Many patients are going to The Liver Meeting each year. I remember right after my liver totally failed. Someone in a forum mentioned that the American Association for the Study of Liver Disease (AASLD) was being held in Boston. I was SO hungry for information and wondered if it were worth it to attend. Well, I didn’t that year because of another varices bleedout. But I always wanted to go, to hear first hand how I could continue to live with end stage liver failure. Read here for more patients stories about how they survived many different types of liver disease.
We keep rolling along after the diagnosis
I kept plugging along, reading on the AASLD website and following doctors in social media. It was one of the things that kept me alive. I needed to know that someone cared enough to study the medicines and the treatments that would give me some extra years. Ok. I was filled with sorrow and grief. It was a sudden diagnosis.
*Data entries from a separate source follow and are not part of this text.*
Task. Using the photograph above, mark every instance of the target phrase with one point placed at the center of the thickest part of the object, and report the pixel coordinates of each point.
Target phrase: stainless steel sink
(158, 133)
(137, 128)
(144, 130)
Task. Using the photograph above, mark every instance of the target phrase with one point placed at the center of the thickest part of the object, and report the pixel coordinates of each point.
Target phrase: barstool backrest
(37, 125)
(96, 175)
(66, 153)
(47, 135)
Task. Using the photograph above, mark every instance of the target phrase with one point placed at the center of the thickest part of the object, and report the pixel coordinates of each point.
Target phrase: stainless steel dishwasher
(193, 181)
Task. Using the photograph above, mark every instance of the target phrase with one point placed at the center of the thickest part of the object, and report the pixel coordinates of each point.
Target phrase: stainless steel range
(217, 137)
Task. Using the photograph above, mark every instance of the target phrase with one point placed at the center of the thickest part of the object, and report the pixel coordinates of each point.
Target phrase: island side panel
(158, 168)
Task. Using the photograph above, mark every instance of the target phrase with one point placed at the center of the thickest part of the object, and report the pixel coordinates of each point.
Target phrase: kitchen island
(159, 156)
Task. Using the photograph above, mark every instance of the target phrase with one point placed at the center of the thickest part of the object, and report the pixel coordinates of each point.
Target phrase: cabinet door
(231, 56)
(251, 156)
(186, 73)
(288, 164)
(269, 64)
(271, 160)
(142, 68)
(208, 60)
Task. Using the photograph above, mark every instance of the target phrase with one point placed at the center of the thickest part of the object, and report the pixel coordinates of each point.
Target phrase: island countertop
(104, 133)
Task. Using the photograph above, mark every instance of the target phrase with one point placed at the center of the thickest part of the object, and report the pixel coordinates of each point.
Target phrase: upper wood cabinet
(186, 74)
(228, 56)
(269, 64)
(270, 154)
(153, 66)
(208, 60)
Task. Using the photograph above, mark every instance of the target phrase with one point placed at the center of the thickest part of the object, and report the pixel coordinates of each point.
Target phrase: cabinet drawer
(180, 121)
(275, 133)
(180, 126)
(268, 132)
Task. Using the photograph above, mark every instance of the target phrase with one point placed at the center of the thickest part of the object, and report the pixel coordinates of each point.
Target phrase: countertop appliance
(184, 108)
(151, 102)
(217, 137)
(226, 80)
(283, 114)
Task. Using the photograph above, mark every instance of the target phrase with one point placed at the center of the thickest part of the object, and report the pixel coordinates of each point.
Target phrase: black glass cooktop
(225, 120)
I had slept through the last 2 years. My hepatic encephalopathy was bad enough that I was hallucinating. I wanted my mind and body back so bad.
My first personal involvement with the AASLD was through a doctor named Don Jenkins. It began with me typing words into google cures for Hepatitis C after beginning treatment. There was an article written about him. So I wrote one about his contribution to liver disease and his use of the word CURE. I liked a tweet that he had going. It became a friendship where he sent me articles about my esld, and encouraged me to keep a healthy lifestyle and never give up. His warmth and friendliness gave me courage. He was an expert, yet he cared about every patients health enough to encourage me to wrote and reach out to other patients.
Patients Getting Involved in The Liver Meeting
Fast forward through my own diagnosis with liver cancer and then a transplant, I am now a huge fan of the AASLD. As a patient, I spend a lot of time reading about the latest developing drugs and treatments. I enjoy knowing what options are available. This is not only for myself, but also for those friends that I interact with here on the blog and anywhere that liver disease is being talked about.
I’m meeting with Dr. Doug LaBreque and Dr. Jay Shubrook today in a zoom to talk about how we can create more meaningful dialogue with our doctors. I’m super pumped up about this opportunity to break open the code of patient and doctor speak. Okay. Sometimes I’m a little brain foggy and get a little nervous about chatting with the MDs. But they’re SO nice. Turns out they LIKE us and they want to know how to help us feel better.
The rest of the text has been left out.